焦る心に伴って、呼吸が上手く出来なくなる。

嫌だ

やめて

「穂海ちゃん」

なに?

やっぱりここにいちゃダメなの?

やっぱり私のこと捨てるの??

私が悪い子だから??

私が悪い子だから、みんな私を嫌うの??

捨てるの?

嫌だ

捨てないで

帰りたくない

無意識に大粒の涙が零れる。

呼吸はどんどん出来なくなり、どんどん苦しくなっていく。

苦しい

苦しい

心も体も苦しいよ…

助けて

誰か、助けて

「_____みちゃん、穂海ちゃん、落ち着いて。過呼吸、苦しいでしょ?一緒にゆっくり深呼吸してみよう。
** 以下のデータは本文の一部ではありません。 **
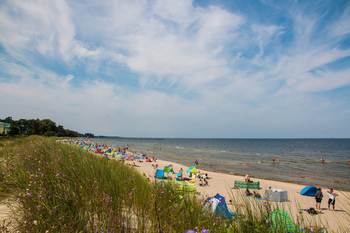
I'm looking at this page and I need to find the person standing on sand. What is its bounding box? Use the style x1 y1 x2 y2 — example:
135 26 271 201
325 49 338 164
244 173 250 182
315 188 323 211
327 188 339 211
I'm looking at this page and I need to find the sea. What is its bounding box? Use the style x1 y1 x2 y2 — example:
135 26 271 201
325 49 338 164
93 138 350 191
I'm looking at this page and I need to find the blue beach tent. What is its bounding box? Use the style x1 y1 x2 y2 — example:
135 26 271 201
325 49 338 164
300 186 317 197
155 169 164 179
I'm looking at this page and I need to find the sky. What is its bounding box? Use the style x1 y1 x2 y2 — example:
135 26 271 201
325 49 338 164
0 0 350 138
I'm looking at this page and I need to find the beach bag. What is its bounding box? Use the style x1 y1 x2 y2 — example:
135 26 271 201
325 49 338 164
307 207 317 215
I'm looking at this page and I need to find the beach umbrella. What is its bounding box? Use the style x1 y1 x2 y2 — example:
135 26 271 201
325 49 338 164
187 166 197 173
163 164 174 175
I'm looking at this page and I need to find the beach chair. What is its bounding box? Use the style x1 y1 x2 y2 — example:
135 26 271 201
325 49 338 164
234 180 260 189
155 169 164 179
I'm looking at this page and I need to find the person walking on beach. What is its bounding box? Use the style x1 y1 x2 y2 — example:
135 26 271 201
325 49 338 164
327 188 339 211
315 188 323 211
244 173 251 182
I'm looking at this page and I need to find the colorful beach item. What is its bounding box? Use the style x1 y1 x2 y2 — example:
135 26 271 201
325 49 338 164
234 180 260 189
204 194 234 220
300 186 317 197
187 166 198 173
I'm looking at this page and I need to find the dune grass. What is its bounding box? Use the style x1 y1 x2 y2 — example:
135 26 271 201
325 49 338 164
0 136 342 233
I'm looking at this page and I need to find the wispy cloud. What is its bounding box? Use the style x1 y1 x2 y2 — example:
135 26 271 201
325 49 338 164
0 0 350 137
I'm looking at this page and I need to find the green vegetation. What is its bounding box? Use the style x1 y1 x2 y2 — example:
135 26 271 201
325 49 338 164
0 136 334 233
0 117 94 138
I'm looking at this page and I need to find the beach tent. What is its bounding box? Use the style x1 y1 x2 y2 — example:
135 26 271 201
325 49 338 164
176 172 182 181
269 209 299 233
172 181 197 194
164 164 175 175
187 166 197 173
204 194 234 220
155 169 164 179
300 186 317 197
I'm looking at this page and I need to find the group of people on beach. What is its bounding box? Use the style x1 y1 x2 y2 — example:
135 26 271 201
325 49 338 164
315 188 339 211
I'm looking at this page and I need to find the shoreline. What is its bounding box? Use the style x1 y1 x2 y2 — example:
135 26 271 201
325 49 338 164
69 138 350 232
121 157 350 232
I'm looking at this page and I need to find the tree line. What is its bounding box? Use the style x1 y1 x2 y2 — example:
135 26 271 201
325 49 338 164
0 117 94 137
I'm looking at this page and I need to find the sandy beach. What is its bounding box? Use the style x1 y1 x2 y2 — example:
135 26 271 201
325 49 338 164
121 156 350 232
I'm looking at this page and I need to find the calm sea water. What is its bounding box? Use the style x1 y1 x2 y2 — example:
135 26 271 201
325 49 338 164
94 138 350 191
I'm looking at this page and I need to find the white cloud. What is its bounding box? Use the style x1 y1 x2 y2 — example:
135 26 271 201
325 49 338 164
0 0 350 137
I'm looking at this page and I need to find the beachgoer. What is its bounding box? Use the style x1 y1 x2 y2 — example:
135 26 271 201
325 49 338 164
315 188 323 210
203 176 209 185
245 189 253 196
253 191 261 198
199 179 203 186
327 188 339 210
244 173 251 182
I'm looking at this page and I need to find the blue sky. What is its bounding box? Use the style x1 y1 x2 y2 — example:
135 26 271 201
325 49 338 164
0 0 350 138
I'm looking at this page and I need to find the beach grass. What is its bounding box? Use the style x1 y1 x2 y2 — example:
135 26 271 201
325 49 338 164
0 136 344 233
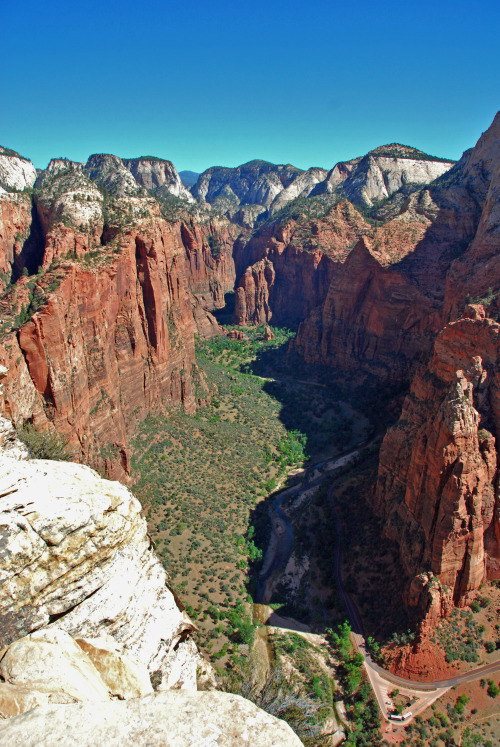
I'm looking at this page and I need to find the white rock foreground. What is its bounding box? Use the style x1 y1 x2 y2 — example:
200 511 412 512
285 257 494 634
0 418 302 747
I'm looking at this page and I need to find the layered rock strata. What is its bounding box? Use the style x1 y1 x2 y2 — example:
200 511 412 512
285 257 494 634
0 156 234 477
0 691 302 747
375 306 500 614
0 426 200 689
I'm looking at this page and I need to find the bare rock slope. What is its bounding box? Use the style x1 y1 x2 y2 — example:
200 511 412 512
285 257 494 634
0 420 199 688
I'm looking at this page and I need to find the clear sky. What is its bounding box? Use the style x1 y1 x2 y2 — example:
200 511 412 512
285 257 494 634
0 0 500 171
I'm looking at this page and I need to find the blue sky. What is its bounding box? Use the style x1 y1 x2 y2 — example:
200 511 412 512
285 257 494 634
0 0 500 171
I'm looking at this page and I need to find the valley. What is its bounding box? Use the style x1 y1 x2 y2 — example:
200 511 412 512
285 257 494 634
0 114 500 747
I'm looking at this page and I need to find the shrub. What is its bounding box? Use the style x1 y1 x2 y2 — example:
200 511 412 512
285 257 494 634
221 667 330 747
17 423 72 462
486 680 500 698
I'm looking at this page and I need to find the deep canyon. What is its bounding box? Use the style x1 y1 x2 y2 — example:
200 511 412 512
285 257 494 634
0 113 500 744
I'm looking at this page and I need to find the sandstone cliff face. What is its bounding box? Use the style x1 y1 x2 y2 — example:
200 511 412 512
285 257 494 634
191 161 302 215
445 112 500 319
85 153 145 197
234 193 431 336
0 146 36 194
294 239 440 380
342 145 453 207
0 424 301 747
375 306 500 610
0 691 302 747
0 192 32 285
122 157 194 202
0 420 198 688
2 215 199 476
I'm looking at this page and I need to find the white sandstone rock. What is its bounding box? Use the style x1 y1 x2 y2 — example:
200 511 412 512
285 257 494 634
0 690 302 747
0 450 200 688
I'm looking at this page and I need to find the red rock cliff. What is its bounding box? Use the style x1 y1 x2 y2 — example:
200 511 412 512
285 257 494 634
375 306 500 611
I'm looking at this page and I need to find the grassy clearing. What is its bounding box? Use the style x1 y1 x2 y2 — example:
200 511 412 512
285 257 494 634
132 328 350 664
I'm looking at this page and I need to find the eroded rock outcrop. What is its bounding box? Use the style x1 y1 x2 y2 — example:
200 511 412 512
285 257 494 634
0 156 234 478
122 156 194 202
0 691 302 747
375 306 500 616
0 146 36 194
294 239 440 380
0 432 200 697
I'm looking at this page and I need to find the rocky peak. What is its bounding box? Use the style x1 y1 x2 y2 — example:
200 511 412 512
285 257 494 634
85 153 146 198
46 158 84 174
341 145 454 207
269 167 327 213
123 156 195 202
191 160 303 212
0 146 36 192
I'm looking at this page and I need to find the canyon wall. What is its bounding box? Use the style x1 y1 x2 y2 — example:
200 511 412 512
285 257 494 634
0 156 234 478
375 306 500 611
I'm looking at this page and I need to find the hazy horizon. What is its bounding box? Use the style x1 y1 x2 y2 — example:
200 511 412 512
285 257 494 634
0 0 500 172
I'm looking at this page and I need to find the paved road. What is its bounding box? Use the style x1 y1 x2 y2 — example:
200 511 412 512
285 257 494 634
257 442 500 723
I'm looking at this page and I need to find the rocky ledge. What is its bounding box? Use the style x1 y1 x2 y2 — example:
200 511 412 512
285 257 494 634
0 414 200 689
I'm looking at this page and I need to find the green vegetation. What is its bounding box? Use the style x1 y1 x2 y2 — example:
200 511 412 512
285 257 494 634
222 664 330 747
17 423 72 462
432 612 484 664
132 327 362 664
368 143 455 163
330 622 382 747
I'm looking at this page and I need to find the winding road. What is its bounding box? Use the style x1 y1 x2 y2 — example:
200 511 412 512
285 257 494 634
257 442 500 723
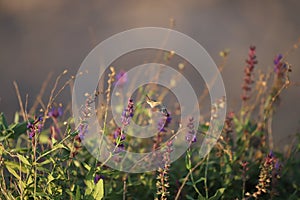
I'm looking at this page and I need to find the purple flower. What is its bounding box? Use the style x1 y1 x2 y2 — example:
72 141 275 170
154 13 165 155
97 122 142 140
115 70 128 86
94 174 104 184
274 54 286 75
242 46 258 101
78 123 88 141
48 106 63 118
114 127 125 141
121 99 134 126
114 143 125 153
158 113 172 132
185 117 197 143
27 116 43 139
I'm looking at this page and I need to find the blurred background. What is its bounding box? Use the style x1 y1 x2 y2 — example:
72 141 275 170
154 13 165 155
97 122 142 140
0 0 300 148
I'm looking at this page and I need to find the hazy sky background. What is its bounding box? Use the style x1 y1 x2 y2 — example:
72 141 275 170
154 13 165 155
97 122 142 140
0 0 300 150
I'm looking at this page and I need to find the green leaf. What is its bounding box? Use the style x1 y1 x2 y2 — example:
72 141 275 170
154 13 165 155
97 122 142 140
17 154 31 166
75 185 81 200
92 179 104 199
10 119 33 139
14 112 20 124
0 113 8 131
5 165 20 180
209 188 225 200
37 143 68 160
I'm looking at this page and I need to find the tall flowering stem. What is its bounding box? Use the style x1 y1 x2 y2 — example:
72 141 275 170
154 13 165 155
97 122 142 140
242 46 257 104
156 140 173 200
247 151 280 198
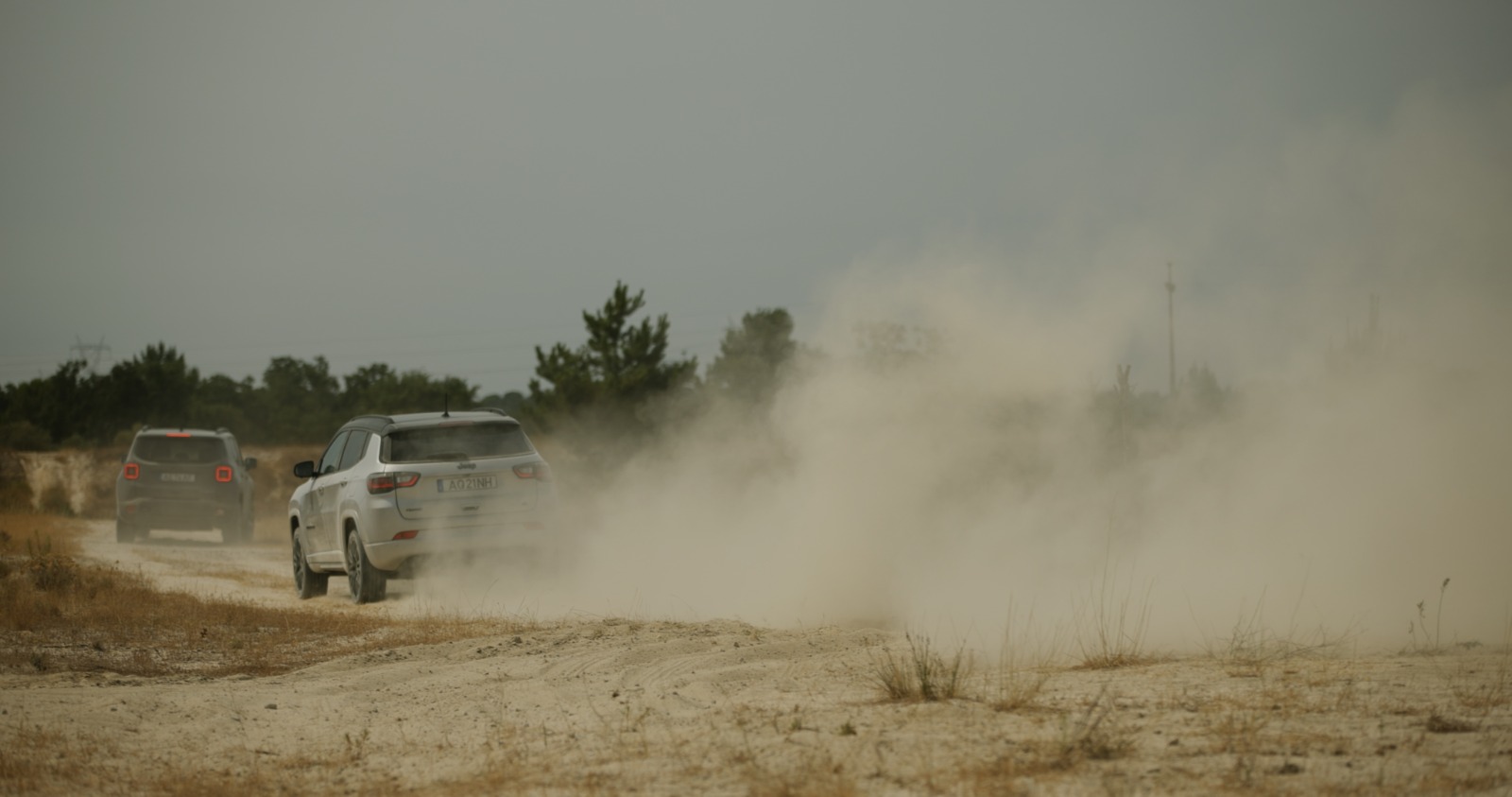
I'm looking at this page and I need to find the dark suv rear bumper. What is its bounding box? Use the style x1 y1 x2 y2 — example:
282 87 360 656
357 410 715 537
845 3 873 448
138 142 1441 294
116 497 242 530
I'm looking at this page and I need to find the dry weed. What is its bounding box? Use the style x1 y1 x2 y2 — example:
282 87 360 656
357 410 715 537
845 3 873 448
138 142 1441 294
988 605 1060 711
1075 564 1154 670
874 633 972 702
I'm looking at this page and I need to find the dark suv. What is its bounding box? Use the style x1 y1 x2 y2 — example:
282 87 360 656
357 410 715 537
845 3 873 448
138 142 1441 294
115 428 257 543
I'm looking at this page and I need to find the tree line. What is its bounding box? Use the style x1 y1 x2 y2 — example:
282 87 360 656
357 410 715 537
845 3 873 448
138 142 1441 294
0 283 799 451
0 283 1229 467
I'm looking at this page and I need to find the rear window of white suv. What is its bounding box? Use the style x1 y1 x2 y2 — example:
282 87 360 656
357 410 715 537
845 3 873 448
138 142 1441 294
384 422 535 462
131 436 227 464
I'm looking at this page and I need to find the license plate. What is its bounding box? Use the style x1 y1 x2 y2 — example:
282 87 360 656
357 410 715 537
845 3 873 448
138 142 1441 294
436 476 499 493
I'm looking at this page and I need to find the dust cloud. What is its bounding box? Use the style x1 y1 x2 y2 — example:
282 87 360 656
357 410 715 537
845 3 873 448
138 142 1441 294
418 86 1512 650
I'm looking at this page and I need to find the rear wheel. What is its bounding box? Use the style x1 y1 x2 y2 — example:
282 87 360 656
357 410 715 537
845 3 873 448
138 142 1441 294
236 504 252 545
346 529 388 603
293 534 331 600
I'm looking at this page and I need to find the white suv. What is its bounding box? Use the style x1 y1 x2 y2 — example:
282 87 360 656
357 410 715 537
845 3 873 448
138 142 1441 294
289 408 557 603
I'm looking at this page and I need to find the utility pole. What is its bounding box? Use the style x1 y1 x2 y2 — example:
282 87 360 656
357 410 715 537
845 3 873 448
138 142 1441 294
1166 260 1177 398
68 335 111 373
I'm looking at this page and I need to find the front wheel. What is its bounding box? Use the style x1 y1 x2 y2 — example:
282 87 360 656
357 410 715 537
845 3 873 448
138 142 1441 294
346 529 388 603
293 534 331 600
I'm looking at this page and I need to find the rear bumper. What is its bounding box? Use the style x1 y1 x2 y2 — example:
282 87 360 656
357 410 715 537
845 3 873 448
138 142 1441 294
366 517 558 573
116 497 240 530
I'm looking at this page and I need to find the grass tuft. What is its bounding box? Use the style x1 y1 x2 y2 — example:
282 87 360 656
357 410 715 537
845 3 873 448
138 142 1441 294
875 633 972 702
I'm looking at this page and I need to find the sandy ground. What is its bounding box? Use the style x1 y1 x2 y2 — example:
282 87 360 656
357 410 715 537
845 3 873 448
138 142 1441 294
0 523 1512 794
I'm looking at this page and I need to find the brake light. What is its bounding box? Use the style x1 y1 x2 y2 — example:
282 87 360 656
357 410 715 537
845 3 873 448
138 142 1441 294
368 470 421 496
514 462 552 481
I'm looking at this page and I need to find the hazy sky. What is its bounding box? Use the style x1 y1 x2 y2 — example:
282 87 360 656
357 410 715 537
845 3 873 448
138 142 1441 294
0 0 1512 391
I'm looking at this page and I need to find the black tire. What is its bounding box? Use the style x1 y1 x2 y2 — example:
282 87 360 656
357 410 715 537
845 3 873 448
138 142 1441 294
346 529 388 603
293 534 331 600
236 504 255 545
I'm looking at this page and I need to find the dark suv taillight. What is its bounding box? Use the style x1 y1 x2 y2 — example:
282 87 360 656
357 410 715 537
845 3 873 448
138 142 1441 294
514 462 552 481
368 470 421 496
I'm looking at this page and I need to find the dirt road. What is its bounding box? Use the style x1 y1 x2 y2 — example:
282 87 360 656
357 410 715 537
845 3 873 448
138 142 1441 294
0 525 1512 794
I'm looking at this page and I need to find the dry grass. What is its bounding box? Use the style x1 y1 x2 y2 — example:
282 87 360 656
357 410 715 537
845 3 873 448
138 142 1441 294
874 633 972 702
986 605 1061 711
1075 564 1154 670
1204 593 1351 678
0 514 526 676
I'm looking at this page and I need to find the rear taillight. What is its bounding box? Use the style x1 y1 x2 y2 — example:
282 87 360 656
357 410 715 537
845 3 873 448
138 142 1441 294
368 470 421 496
514 462 552 481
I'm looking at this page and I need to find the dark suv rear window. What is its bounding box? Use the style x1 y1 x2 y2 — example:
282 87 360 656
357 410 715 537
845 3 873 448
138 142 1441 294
131 437 225 464
384 424 535 462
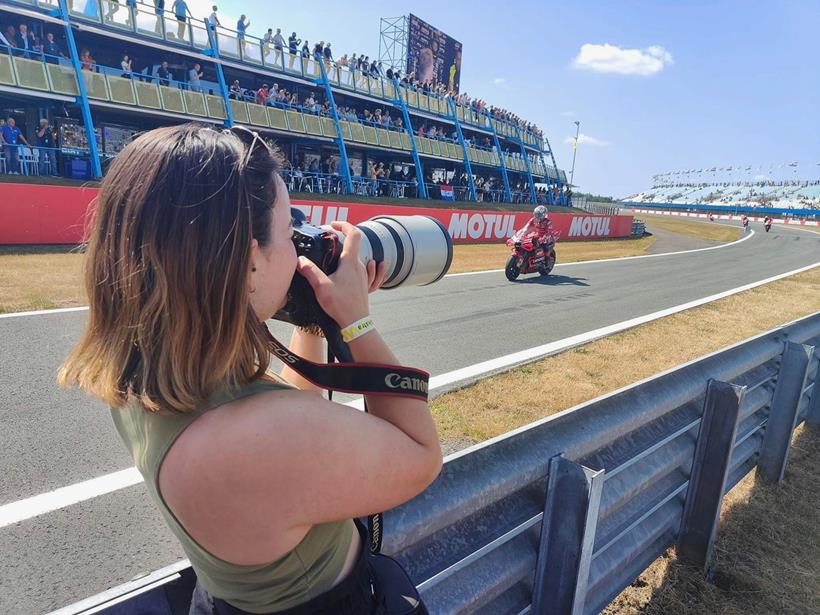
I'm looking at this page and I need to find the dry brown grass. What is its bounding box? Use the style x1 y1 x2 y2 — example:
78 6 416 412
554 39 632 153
432 267 820 450
603 426 820 615
450 237 655 273
635 214 743 241
0 251 86 313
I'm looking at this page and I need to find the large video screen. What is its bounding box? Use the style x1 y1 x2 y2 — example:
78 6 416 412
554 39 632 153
406 14 461 92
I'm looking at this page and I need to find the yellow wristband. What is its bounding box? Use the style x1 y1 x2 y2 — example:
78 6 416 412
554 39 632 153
342 316 376 343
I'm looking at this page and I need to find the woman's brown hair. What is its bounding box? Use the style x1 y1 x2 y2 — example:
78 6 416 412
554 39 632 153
59 124 280 412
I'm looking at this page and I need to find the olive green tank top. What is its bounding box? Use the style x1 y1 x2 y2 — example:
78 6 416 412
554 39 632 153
111 380 355 613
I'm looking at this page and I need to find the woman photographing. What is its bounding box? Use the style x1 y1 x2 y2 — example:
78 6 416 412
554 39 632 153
60 124 441 615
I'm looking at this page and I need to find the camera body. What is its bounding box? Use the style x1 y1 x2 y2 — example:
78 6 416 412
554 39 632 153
274 215 342 331
274 207 453 331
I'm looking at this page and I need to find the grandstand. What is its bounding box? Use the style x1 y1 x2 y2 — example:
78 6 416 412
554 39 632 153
624 180 820 210
0 0 571 205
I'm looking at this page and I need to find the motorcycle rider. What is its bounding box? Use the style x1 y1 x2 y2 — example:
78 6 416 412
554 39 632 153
524 205 552 246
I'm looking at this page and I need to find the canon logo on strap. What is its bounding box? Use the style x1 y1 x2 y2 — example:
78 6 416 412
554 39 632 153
384 373 427 394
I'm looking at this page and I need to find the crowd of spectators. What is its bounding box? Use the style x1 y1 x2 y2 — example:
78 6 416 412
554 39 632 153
6 10 543 138
0 23 67 63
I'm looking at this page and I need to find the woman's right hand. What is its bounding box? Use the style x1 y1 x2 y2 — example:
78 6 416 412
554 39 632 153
296 222 384 327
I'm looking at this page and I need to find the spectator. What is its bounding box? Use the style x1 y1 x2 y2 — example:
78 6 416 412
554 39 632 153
3 26 17 47
157 61 174 86
236 13 251 43
228 79 242 100
322 43 333 70
273 28 285 65
17 24 34 58
172 0 188 40
208 4 222 31
262 28 273 62
120 53 132 79
43 32 66 64
0 116 28 175
80 49 96 70
37 118 57 177
188 62 202 92
154 0 165 34
288 32 302 68
256 83 268 105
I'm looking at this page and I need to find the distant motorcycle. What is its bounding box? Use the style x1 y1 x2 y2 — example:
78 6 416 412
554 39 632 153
504 227 558 282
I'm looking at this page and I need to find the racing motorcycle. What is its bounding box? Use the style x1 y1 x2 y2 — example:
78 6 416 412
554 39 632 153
504 227 558 282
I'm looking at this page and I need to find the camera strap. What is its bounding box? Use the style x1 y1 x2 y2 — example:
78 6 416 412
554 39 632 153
265 327 430 401
262 324 430 553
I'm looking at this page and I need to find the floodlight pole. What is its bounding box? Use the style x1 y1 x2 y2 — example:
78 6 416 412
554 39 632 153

」

なんで優しくするの?

どうせ捨てるのに

捨てるなら最初から優しくしないでよ

もう、やめてよ

ちょっとでも、浮かれた私がバカだった

やっぱり誰も私なんか要らないんだ

みんな私を嫌ってる

だから、みんな私を捨てる

なんで

なんで捨てられないといけないの

いやだ

1人は嫌だ

ごめんなさい

ごめんなさい

不出来な人間でごめんなさい

何を思ったのか、体はこの病室から出ようと勝手に動き出す。

でも、力の入らない体じゃフラフラで、立ち上がった瞬間、体が前へと傾いた。

床が迫ってくる。






ゴツンという鈍い音と共に痛みが走り、私はそこで意識を失った。